Clinton, South Carolina, Saturday, April 6, 2019, 12:34 p.m.

When I was in the sixth grade at Clinton Elementary School, U.S. Sen. Ernest Frederick “Fritz” Hollings visited my classroom.
From the view of an 11-year-old in a desk chair he couldn’t get his leg in now, Hollings looked as tall and thin as Kareem Abdul-Jabbar, who was probably then Lew Alcindor.
Twice in my boyhood, I got this vision of Abe Lincoln walking by. The other was when I ran past Paul “Bear” Bryant on the field after his Crimson Tide had polished off Clemson. Tall men who seemed solitary, even in a crowd.
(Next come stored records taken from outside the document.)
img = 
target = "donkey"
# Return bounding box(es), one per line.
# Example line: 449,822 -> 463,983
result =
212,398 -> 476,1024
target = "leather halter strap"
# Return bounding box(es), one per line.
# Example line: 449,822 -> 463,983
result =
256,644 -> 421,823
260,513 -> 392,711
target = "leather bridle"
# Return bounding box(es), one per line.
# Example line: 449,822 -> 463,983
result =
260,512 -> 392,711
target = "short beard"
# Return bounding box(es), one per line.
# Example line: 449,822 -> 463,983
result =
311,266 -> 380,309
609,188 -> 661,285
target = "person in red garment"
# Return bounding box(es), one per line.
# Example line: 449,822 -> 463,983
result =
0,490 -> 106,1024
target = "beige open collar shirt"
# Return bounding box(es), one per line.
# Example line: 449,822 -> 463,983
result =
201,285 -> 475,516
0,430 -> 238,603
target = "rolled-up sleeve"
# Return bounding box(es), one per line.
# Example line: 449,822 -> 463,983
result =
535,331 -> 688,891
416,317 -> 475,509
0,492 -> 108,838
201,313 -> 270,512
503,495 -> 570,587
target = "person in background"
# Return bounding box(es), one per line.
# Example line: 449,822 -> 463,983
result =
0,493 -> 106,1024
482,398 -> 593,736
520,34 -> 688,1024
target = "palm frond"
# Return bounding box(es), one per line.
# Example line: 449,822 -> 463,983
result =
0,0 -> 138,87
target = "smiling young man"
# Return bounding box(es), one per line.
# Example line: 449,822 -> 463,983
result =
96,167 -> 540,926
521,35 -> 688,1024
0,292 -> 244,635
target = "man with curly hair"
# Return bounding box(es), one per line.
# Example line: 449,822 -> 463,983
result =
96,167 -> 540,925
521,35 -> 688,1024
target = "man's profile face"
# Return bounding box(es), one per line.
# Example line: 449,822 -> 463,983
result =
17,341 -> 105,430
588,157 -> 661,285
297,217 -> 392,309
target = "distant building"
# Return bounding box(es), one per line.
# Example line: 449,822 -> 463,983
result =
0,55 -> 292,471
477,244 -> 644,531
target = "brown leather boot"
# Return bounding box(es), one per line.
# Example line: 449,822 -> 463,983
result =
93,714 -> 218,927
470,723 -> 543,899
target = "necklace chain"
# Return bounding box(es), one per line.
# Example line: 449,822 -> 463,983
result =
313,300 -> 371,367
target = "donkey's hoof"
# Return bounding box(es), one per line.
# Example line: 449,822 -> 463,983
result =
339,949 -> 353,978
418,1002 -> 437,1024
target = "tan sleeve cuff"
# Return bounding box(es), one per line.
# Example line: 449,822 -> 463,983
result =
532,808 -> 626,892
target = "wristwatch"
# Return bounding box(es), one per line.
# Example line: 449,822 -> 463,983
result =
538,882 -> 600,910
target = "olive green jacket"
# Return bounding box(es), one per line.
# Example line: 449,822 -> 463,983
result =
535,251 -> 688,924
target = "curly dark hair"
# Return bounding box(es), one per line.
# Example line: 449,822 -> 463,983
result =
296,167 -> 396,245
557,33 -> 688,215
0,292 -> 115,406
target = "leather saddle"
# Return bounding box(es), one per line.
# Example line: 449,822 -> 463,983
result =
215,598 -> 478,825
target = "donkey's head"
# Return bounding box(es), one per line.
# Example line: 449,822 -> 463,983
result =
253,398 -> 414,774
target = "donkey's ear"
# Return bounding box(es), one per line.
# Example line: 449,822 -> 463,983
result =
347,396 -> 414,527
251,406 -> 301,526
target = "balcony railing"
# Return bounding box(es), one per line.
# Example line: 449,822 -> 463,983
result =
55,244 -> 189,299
Many years later (there have been many more since), I spent a month in Washington, D.C., working as an intern in Strom Thurmond’s office. Thurmond, as the senior senator, had more of a budget for interns than Hollings, who would become the nation’s oldest junior senator because Thurmond became the oldest senator at all.

I was the only card-carrying Democrat in Thurmond’s ample stable of allegedly best and brightest. Early on, I got lots of attention, but when it became clear I showed no signs of conversion, things settled down. Apart from Q&As with other prominent politicians, visits to embassies, the CIA, the FBI, and the occasional reception, I mainly did what I wanted, and lots of it involved an independent study for college. Hollings’ office became something of a refuge.
By 1978, Hollings didn’t look like Kareem anymore. He was just a tall, stately man with the most artful of Charleston dialects. It was “aboot” instead of “about,” and the country had been at war in “VEET-nam.” Hollings didn’t laugh. He roared.
I came to see him as a delightful hybrid of the old and new in politics. Of course, when I was around him, he was comparatively a pup. When he died this morning, he was 97.
In his day, Hollings was about as much a Democrat as South Carolina would let him be.